Pratt & Whitney is betting on geared turbofan engine technology and wants to be involved in the Commercial Aircraft Corporation of China's (Comac) C919 programme, while Rolls-Royce is testing open rotor technology for later generations of aircraft.
"We are talking to the Chinese about powering their single-aisle aircraft," P&W vice-president commercial engines for China, Thomas Nakano, told delegates at the Asian Aerospace Congress. "Our preference is to go through International Aero Engines."
But he revealed to Flight Daily News that P&W's geared turbofan technology can power the C919 and P&W has talked to Comac about using P&W's GTF engine.
P&W aims to have the GTF enter service in 2013, three years before Comac's C919 service-entry goal.
Bombardier has already selected P&W's GTF engine for the CSeries and Mitsubishi has chosen it for the MRJ regional jet.

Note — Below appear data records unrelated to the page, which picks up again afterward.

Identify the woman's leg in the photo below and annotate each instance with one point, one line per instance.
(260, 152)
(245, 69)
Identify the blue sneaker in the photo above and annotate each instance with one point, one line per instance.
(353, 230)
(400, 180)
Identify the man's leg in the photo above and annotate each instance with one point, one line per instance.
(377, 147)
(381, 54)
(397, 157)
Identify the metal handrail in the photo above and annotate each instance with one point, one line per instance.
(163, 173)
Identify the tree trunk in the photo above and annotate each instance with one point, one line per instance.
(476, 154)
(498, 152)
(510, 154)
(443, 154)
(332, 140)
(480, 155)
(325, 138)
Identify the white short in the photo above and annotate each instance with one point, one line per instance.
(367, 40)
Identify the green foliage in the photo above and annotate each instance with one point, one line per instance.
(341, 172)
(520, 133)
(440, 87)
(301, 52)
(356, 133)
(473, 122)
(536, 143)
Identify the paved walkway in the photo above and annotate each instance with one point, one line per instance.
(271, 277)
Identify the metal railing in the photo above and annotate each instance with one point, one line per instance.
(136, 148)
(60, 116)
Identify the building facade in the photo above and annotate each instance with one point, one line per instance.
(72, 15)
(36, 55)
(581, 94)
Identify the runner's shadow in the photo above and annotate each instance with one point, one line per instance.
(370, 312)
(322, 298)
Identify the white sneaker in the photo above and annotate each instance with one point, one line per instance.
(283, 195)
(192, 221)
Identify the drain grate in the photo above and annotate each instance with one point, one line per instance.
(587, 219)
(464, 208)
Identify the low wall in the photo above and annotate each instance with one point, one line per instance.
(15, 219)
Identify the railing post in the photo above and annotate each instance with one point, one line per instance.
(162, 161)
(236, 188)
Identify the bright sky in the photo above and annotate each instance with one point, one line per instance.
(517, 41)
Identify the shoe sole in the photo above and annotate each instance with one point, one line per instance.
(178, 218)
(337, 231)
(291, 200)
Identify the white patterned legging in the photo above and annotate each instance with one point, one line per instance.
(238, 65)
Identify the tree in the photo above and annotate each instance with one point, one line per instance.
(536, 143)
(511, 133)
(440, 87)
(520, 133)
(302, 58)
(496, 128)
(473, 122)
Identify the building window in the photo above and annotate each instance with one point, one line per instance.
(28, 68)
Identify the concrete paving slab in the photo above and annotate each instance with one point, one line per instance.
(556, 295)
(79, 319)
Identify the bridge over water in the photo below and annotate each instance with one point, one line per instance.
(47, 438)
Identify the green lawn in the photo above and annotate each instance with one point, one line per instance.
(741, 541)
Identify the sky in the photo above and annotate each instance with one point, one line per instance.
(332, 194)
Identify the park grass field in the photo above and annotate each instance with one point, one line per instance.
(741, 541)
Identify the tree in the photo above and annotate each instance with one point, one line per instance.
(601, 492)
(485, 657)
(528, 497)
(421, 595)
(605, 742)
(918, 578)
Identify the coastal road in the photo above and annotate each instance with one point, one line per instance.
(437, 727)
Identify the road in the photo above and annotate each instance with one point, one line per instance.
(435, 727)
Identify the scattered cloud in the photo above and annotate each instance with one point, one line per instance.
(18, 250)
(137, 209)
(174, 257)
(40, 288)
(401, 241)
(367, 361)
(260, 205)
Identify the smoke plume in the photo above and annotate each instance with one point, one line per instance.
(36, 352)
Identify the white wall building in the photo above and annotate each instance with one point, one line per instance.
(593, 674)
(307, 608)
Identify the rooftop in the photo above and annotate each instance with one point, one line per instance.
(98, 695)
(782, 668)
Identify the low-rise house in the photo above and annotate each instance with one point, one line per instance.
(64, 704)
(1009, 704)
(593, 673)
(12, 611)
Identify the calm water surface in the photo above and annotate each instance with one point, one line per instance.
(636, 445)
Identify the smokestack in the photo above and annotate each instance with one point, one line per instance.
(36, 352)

While P&W favours GTF technology, R-R is backing open rotors. Vice-president customer business north and central Asia, James Barry, told the conference it has a demonstrator called Rig 145 and that it completed low-speed testing in the Netherlands at the end of last year.
These were for take-off and landings to address noise, a major issue for open-rotor engines, he adds.
Engineers looked at the optimal speed, spacing and profile, he says, adding that "we got promising results and met the noise challenge".
In the next few weeks R-R will start high-speed testing in the UK, says Barry.
The engine-maker plans to have a flying demonstrator in 2013, says Barry, adding that a tentative timeframe for service entry would be around 2020.
The next generation of Airbus and Boeing narrowbodies could be a strong possibility for R-R open-rotor engines, confirms Barry.